Güncelleme Tarihi:
Altun, Hürriyet’e özetle şu değerlendirmeyi yaptı:
“Kamışlı’nın mutabakata dahil edilmemesinin nedeni, şehrin halihazırda Rus ve rejim askerlerinin kontrolünde olduğu gerçeğidir. Orada bizimle karşı karşıya gelmeyi arzu etmiyorlar. Biz de benzer bir düşünce içerisindeyiz. En başından beri Kamışlı ile ilgili durum böyleydi aslında. PKK/YPG’lilerin Kamışlı’da konuşlanacağı doğru değil çünkü oradan da çıkmaya başladılar. Rusya bunun garantörü olacaktır.

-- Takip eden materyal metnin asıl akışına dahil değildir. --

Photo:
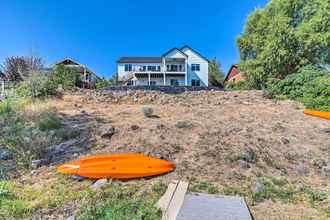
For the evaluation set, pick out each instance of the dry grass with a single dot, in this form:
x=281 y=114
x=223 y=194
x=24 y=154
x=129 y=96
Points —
x=223 y=126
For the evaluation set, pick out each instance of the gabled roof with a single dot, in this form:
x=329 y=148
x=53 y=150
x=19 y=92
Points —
x=174 y=49
x=139 y=60
x=68 y=60
x=231 y=68
x=196 y=52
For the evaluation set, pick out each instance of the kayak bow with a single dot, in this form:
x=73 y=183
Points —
x=118 y=166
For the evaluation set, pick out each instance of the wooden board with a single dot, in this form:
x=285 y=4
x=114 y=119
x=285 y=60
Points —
x=171 y=202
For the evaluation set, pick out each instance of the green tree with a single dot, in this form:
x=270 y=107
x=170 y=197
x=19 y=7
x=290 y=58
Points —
x=216 y=75
x=283 y=37
x=68 y=78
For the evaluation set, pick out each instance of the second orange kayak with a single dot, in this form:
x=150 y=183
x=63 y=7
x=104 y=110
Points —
x=325 y=115
x=118 y=166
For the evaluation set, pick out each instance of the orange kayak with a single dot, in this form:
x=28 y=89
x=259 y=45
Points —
x=325 y=115
x=117 y=166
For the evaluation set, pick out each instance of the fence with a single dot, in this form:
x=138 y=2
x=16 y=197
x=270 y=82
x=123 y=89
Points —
x=165 y=89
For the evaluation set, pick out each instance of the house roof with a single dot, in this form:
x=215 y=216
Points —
x=174 y=49
x=139 y=60
x=231 y=68
x=196 y=52
x=157 y=59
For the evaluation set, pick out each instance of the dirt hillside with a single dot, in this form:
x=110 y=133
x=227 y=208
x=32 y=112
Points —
x=234 y=143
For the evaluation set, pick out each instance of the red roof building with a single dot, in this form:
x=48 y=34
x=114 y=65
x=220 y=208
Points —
x=234 y=74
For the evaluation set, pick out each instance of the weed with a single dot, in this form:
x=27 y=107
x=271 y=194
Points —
x=122 y=202
x=49 y=121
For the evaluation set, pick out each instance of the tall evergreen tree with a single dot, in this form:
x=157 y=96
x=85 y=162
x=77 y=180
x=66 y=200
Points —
x=284 y=36
x=216 y=75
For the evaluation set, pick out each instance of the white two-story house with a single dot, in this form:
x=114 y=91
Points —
x=177 y=67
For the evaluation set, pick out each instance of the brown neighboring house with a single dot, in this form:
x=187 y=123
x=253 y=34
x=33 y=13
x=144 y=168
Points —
x=234 y=74
x=89 y=77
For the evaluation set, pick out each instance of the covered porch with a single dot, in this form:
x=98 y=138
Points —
x=160 y=79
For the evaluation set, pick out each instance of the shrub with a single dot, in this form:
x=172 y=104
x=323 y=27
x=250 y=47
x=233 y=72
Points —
x=310 y=85
x=240 y=85
x=49 y=121
x=6 y=107
x=147 y=111
x=66 y=77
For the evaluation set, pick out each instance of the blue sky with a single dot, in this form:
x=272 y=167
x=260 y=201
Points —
x=96 y=33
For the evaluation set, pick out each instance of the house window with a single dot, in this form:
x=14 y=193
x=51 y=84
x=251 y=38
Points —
x=174 y=82
x=195 y=82
x=195 y=67
x=128 y=67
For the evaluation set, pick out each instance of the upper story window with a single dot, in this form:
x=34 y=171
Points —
x=195 y=67
x=128 y=67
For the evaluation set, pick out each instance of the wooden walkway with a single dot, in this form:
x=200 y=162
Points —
x=176 y=205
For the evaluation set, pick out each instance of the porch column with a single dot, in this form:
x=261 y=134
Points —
x=186 y=69
x=186 y=76
x=2 y=88
x=149 y=79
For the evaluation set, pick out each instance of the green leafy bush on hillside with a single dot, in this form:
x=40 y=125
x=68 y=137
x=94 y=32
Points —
x=310 y=85
x=282 y=37
x=67 y=78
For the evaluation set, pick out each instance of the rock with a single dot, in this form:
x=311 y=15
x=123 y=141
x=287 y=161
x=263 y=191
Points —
x=325 y=171
x=5 y=154
x=38 y=163
x=319 y=163
x=326 y=130
x=257 y=187
x=99 y=183
x=243 y=164
x=249 y=156
x=285 y=140
x=109 y=133
x=78 y=178
x=135 y=127
x=303 y=169
x=72 y=217
x=183 y=124
x=147 y=111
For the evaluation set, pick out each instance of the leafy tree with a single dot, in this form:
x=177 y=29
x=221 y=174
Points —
x=68 y=78
x=283 y=37
x=102 y=83
x=310 y=85
x=18 y=68
x=216 y=75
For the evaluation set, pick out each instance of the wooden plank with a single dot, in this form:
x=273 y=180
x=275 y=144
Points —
x=165 y=200
x=176 y=202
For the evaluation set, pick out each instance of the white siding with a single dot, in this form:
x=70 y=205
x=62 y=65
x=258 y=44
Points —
x=203 y=74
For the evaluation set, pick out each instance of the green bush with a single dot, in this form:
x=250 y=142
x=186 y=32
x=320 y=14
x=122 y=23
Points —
x=66 y=77
x=310 y=85
x=240 y=85
x=49 y=121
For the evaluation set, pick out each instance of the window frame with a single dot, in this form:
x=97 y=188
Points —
x=195 y=67
x=195 y=82
x=128 y=67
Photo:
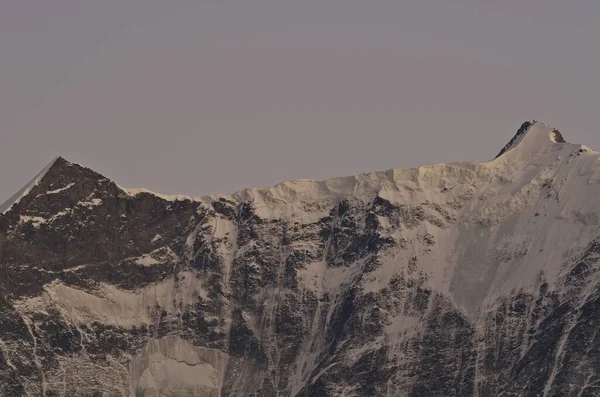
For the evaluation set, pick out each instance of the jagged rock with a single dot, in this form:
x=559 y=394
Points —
x=463 y=279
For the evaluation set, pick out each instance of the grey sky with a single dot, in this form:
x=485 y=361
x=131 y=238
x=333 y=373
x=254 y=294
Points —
x=210 y=96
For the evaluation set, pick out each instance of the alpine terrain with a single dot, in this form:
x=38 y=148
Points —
x=462 y=279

(Türkiye, Esad’ı dolaylı da olsa tanımak zorunda kaldı iddiası) Mutabakattan böyle bir sonuç çıkarmak ne kadar zorlansa da mümkün değil. Söz konusu mutabakat muhtırasında Türkiye ve Rusya’nın ortaklaşa gerçekleştirecekleri bir dizi eylem planı söz konusudur. Ancak maddelerden hiçbirinde Türkiye ile Suriye rejim birliklerinin birlikte hareket edecekleri yönünde bir anlaşma yok. Burada ortak hareket etmediğimiz bazı noktalarda Rusya, yanına rejim birliklerini almak isteyebilir ki bu da onların bileceği bir husustur. Biz kabul etmesek de Rusya ile rejim ilişkileri her zaman devam etmiştir. Yani Rusya ile Suriye rejiminin ilişkileri kesilmiş ve bu mutabakat sonrasında tamir edilmiş diye bir durum söz konusu değil.
TAKİPÇİSİ OLACAĞIZ
PKK/YPG güvenli bölge olarak adlandırdığımız hat boyunca her yerde 30-35 kilometre arasında sınırın gerisine çekilecek. Bu çok net bir sonuç. Tüm sınır boyunca bu durum söz konusu. 10 kilometrelik alanlar sadece Türkiye ile Rusya’nın birlikte devriye alanı olarak nitelendirilen bölgeler. O da her noktada değil biliyorsunuz. Rusya, YPG’nin 30 kilometre derinliğe çekilmesini taahhüt etmiştir. Bunun takipçisi biz olduğumuz kadar Rusya da olacaktır. Dolayısıyla ortak devriye alanları ile PKK/YPG’nin çekilme sahasını birbiriyle karıştırmamak gerekir. Türkiye’nin nihai hedefi, Suriye topraklarına girmek değil, PKK/YPG ve diğer terör unsurlarını temizlemektir. Türkiye hem Rusya hem de ABD ile önemli ilişkilere sahip bir devlettir. Bu ilişkilerde çıkan pürüzleri de diplomasi ve gerektiğinde askeri operasyonlarla düzeltmeye çalışıyoruz. Mutlak müttefiklik kavramının anlamını yitirdiği günümüzde Türkiye de kendi ve bölge çıkarlarına uygun şekilde ilişkiler geliştirip sonuç alıyor.
ÇOKLU MÜTTEFİKLİK
Türkiye’nin ABD ve Rusya ile anlaşma yapması, ilişkilerini geliştirmesi birbirini dışlamak zorunda değil. Çoklu müttefiklik anlayışı içerisinde Türkiye iki taraftan birini seçmek durumunda değildir. Kendi bağımsız politikalarımız var ve bunları uygulamak için sonuna kadar mücadele ediyoruz. ABD ya da herhangi bir güç, kendi çıkarlarımız ve ulusal güvenliğimize tehdit olan konularda verdiğimiz bu bağımsızlıkçı mücadeleye karşı bize yaptırım uygulama ya da ilişkileri kötüleştirme tehdidinde bulunacaksa kendileri kaybederler. Güvenli bölgenin önemli bir kısmında Suriye Milli Ordusu var. Soçi mutabakatı ile buradan Türk askerinin ya da Suriye Milli Ordusu güçlerinin çekilmesi söz konusu değil. Geri kalan bölgelere gelince; PKK/YPG çekildikten sonra bir bölümünde Türk-Rus birlikleri ortak devriye gezecekler, geri kalan bölüm de Rusya’nın kontrolünde PKK/YPG’siz bir alan olacak. O alanın durumu Rusya ile Suriye arasındaki bir konu başlığıdır. Bizim için önemli olan o alanda PKK/YPG’nin olmamasıdır.”